Does Sunday fill you with dread? The Sunday “scaries”—that sense of anxiety and restlessness that set in before yet another workweek—are a very real phenomenon. In fact, they affect 76 percent of Americans. As such, the “Scaries” even have their very own podcast and line of CBD products.
Experts routinely weigh in about ways to beat them: things like “keep a gratitude journal” or “try yoga.” OK, fine in theory, but on Sundays I’m busy. My kids need groceries and clean sweatpants. We need meals for the week (in theory, I’d simmer everything lovingly in a crock pot and seal the gourmet delights in color-coordinated Tupperware, but it never quite happens that way). Yes, on most Sundays I’m doing battle on the mean streets of Market Basket, not penning in my gratitude diary. Sports, religious services, classes, play dates (I might as well rent a cot at Jump On In)—if you’re a parent, your weekends are jammed. My Saturdays are packed with basketball and birthday parties. As such, Sundays are stressful. I see Instagram photos of people hoisting Bloody Marys at brunch (hashtag: #SundayFunday) and think: How are you not freaking out right now? Don’t you know what fresh hell awaits after you polish off that avocado toast?
So I’ve devised a solution. A real solution for a working mother of two young children, which doesn’t involve CBD oils or sobbing.
Wake up really early on Saturday and go grocery shopping. I wake up on Saturday morning as though it’s a workday. By 8 a.m., I’m in the “novelty sodas” aisle of Market Basket. I’m out by 9:30 a.m., and I always pick up one of their cheap-o flower bouquets on my way out the door to put in our living room, just to make the place feel more soothing.

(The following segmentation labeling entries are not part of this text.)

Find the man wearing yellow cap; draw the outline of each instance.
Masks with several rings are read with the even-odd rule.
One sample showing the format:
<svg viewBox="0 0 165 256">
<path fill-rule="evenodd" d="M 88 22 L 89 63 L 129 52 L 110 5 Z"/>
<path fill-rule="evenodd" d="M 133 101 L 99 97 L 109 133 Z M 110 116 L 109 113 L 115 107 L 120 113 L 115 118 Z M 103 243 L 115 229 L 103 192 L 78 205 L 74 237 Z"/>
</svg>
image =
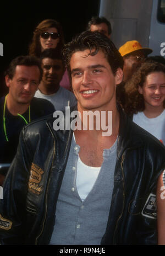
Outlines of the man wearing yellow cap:
<svg viewBox="0 0 165 256">
<path fill-rule="evenodd" d="M 126 82 L 152 50 L 142 47 L 138 41 L 133 40 L 126 42 L 119 51 L 124 58 L 123 81 Z"/>
</svg>

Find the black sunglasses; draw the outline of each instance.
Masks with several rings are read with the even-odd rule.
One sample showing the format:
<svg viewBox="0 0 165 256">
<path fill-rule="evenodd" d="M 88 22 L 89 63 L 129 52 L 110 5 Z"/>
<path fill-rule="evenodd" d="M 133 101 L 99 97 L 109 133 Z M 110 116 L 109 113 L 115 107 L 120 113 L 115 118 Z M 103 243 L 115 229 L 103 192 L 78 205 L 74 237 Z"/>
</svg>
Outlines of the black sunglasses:
<svg viewBox="0 0 165 256">
<path fill-rule="evenodd" d="M 43 32 L 41 34 L 41 36 L 44 39 L 48 39 L 50 36 L 51 36 L 52 39 L 57 39 L 57 38 L 59 38 L 59 34 L 57 32 L 51 32 L 51 33 Z"/>
</svg>

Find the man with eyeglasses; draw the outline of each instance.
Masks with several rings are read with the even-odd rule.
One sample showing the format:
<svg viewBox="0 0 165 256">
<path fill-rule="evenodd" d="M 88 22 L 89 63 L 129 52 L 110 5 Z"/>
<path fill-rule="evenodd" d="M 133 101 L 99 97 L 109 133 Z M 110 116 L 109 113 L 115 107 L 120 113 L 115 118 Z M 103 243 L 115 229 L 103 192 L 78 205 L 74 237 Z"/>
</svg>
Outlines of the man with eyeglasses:
<svg viewBox="0 0 165 256">
<path fill-rule="evenodd" d="M 54 111 L 48 100 L 34 98 L 42 76 L 40 60 L 30 56 L 14 58 L 6 71 L 9 93 L 0 99 L 0 186 L 16 153 L 23 127 Z"/>
<path fill-rule="evenodd" d="M 142 47 L 138 41 L 132 40 L 128 41 L 122 45 L 119 48 L 119 52 L 124 59 L 123 81 L 117 87 L 117 100 L 124 108 L 126 100 L 125 84 L 141 66 L 147 55 L 152 52 L 152 50 Z"/>
</svg>

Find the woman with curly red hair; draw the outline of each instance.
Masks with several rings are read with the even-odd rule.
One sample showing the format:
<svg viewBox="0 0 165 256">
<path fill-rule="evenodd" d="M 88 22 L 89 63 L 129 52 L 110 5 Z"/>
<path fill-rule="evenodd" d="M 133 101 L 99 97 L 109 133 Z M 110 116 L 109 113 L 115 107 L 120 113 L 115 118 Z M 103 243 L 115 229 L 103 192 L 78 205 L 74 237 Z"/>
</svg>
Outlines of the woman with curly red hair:
<svg viewBox="0 0 165 256">
<path fill-rule="evenodd" d="M 125 111 L 165 145 L 165 66 L 145 62 L 125 84 Z"/>
</svg>

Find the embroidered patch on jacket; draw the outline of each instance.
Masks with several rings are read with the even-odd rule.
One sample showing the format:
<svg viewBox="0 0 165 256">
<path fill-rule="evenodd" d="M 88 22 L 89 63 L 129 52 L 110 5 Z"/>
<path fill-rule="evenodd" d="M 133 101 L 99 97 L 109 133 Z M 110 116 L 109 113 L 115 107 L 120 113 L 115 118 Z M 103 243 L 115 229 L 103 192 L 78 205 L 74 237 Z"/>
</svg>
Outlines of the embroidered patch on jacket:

Guard my Sunday nights ruthlessly. I say “no” to almost all Sunday afternoon plans, unless it’s a special event or someone is leaving on a year-long trip to Nepal. Sunday afternoons are sacred. I go dark. I do my laundry, strip my bed and, yes, take a nap. If social interaction energizes you, by all means, chug that Bloody Mary and do a headstand at your favorite boutique yoga studio. But for me, knowing I have several uninterrupted hours of alone time is essential.
Festoon my sleeping space. This is deeply dorky, but whatever: I decorate my bedroom like a spa for Sunday night. I pull back my bed, put my L.L. Bean furry slippers in front of the nightstand, light some incense and place a trashy book on my pillow with my favorite pair of PJs (folded Marie Kondo-style, of course). Usually, going to bed on a Sunday night means I’m one step closer to Monday’s slog. This softens the blow and makes me feel like I’m entering a sanctuary, a cocoon that will protect me until morning. (I’m getting stressed out just typing this.)
Weed out drawers. Every Sunday afternoon, I also seize the opportunity to trash something in my kids’ rooms: holey socks, skimpy underwear, ripped sweatpants, odd plastic souvenirs and headless action figures that seem to mate and multiply in the night. It makes me feel productive, but it’s mindless enough that it allows me to catch up on guilty-pleasure podcasts, such as You Must Remember This, about Old Hollywood scandals. Karina Longworth’s voice is better than Tylenol PM.
Clear my Monday morning schedule until 11 a.m. Whenever possible, I schedule any calls or meetings (see again: human interaction) to happen after 11. This way, I know I can start the workweek without being immediately “on.” Instead, I can tend to housekeeping stuff: replying to emails and doing actual work, instead of negotiating with the world.
Make my coffee. Yes, I make my Monday morning coffee on Sunday evening, and then I stick it in the fridge so I have “iced coffee” first thing. (I think iced coffee is a much faster caffeine delivery mechanism. You can chug it more easily.)
These are just a few of my silly little rituals that make Mondays less grim. What do you do?